A BADLY MIXED POLITICAL SPEECH NEAR CRESTLINE, O.—PAGE 438.
I opened up on them like a thunderbolt, and succeeded in fairly mopping the floor with the Democratic party.
After talking a full half hour, and relating many a little story which I had picked up for the occasion, and was carrying my audience along under full sail, with almost a full string counted up for the Republican party, the old lawyer who sat behind me, pulled my coat-tail, and began to laugh slightly. I noticed also a few intelligent-looking gentlemen looking suspiciously at one another and laughing immoderately.

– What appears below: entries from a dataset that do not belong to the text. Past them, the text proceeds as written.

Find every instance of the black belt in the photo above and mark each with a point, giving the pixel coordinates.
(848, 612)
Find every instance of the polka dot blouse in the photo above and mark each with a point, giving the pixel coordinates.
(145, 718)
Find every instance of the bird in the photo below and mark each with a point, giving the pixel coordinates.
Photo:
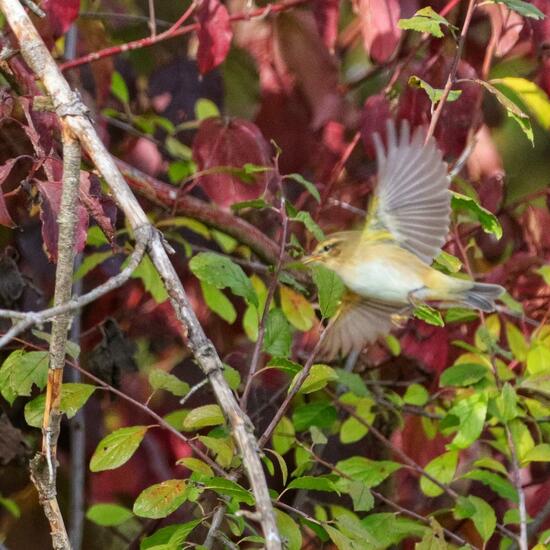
(386, 266)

I became conscious that something was wrong, and suddenly realized that I had unconsciously switched off onto my Democratic speech.
I hesitated a moment, and on a second's reflection realized that I had been talking Democracy several minutes, and had said several things that I couldn't take back. I became flustered, and hesitated and stumbled more or less till I heard the lawyer say, in a low voice:
"Dang it, get out of it the best you can, and close 'er up—close 'er up quick."
I then said:
"Gentlemen, I am compelled to make an honest, frank confession to you. In the first place I must admit that my politics have become somewhat tangled up in this particular speech; and as an apology for it must honestly confess that I am a Democrat, and have been traveling all over the country making Democratic speeches.